Recently, I stumbled upon three lovely logic puzzles, while scrolling Facebook for news from the Russia-Ukraine war. I will start with an easy puzzle.
Puzzle. A traveler got to an island, where each resident either always tells the truth or always lies. A hundred islanders stood in a circle facing the center, and each told the traveler whether their neighbor to the right was a truth-teller. Based on these statements, the traveler was able to clearly determine how many times he had been lied to. Can you do the same?
In the next puzzle, there is another island where people are either truth-tellers or normal. There are three questions that increase in difficulty.
Puzzle. You are on an island with 65 inhabitants. You know that 63 inhabitants are truth-tellers who always tell the truth, and the other 2 are normal, who can either lie or tell the truth. You are allowed one type of question, “Are all the people on this list truth-tellers?” This question requires a list, which you can create yourself. Moreover, you can have as many different lists as you want. You can pose this question to any islander any number of times. Your goal is to find the two normal people. The easy task is to do it in 30 questions. The medium task is to do it in 14 questions. The hard task is to figure out whether it is possible to do it in fewer than 14 questions.
Here is the last puzzle.
Puzzle. You got to an island with 999 inhabitants.

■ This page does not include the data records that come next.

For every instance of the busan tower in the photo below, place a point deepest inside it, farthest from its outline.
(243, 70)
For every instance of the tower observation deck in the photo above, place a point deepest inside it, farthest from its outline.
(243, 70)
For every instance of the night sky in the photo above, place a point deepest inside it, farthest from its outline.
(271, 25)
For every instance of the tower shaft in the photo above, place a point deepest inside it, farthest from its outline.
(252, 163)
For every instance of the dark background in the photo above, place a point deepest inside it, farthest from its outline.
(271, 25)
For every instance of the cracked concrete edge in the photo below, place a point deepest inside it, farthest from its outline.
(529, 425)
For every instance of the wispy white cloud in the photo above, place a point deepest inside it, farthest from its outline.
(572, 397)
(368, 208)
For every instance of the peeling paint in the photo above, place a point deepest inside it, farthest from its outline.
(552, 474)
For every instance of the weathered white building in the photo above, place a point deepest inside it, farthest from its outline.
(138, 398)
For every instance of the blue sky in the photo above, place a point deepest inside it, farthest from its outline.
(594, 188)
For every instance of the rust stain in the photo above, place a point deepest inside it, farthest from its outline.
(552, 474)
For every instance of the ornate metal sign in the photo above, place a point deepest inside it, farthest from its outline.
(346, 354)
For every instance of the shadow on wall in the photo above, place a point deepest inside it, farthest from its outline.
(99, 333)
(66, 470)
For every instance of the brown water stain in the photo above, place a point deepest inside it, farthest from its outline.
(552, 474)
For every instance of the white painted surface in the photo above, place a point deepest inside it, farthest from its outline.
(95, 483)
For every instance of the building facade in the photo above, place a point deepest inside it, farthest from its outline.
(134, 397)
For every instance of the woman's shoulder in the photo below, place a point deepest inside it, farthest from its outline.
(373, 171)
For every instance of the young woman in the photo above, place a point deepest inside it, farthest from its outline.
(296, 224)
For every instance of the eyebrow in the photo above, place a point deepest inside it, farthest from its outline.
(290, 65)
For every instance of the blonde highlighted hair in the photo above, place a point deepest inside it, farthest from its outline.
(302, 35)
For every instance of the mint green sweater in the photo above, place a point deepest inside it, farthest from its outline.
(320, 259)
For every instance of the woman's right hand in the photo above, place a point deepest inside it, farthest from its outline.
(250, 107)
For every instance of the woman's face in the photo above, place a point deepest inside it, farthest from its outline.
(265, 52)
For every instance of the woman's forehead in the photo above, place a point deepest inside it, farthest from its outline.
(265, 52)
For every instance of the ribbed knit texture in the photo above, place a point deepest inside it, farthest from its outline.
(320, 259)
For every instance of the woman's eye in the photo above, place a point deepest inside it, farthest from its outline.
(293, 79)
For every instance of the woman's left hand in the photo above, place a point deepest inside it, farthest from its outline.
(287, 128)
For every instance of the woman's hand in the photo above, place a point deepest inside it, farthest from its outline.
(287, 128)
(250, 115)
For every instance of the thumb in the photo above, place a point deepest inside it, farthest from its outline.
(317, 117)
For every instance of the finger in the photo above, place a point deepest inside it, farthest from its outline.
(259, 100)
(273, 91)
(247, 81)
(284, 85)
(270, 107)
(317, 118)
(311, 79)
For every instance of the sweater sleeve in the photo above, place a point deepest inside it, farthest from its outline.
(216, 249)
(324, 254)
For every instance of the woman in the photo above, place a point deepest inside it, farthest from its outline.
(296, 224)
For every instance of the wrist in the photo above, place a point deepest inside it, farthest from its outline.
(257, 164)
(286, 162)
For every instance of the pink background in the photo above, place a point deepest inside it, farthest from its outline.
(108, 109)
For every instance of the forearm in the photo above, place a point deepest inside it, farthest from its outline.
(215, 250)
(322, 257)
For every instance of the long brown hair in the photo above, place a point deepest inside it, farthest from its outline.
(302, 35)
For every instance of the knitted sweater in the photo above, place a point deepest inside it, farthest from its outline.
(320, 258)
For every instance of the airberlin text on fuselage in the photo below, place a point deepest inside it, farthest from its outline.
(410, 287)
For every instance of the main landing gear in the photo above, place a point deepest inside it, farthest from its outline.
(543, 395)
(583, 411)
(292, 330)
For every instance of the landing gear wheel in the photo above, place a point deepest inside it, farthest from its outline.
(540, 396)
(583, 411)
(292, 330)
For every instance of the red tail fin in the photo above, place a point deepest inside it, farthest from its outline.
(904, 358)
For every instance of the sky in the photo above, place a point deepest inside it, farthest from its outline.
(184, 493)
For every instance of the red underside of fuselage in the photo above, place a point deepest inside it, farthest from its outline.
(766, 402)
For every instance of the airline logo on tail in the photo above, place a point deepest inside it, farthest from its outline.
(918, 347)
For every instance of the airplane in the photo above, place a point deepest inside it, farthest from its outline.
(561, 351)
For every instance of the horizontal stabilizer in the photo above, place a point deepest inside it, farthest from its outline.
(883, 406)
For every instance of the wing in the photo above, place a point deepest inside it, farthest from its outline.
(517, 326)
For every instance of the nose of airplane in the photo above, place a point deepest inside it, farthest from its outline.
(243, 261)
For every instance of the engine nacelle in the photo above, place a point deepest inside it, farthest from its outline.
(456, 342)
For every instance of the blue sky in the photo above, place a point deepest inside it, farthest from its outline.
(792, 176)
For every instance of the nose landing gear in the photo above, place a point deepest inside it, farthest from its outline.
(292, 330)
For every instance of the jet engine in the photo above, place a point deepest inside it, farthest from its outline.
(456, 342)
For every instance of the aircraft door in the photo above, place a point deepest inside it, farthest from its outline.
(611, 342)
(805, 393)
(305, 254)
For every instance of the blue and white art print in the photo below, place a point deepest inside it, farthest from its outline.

The island’s governor tells you, “Each of us is either a truth-teller who always tells the truth, or a liar who always lies. ” You go around the island asking each person the same question, “How many liars are on the island?” You get the following replies.
First person, the governor: “There is at least one liar on the island.”
The second person: “There are at least two liars on the island.”
This continues progressively until the 999th person says: “There are at least 999 liars on the island.”
What can you tell about the number of liars and truth-tellers on this island?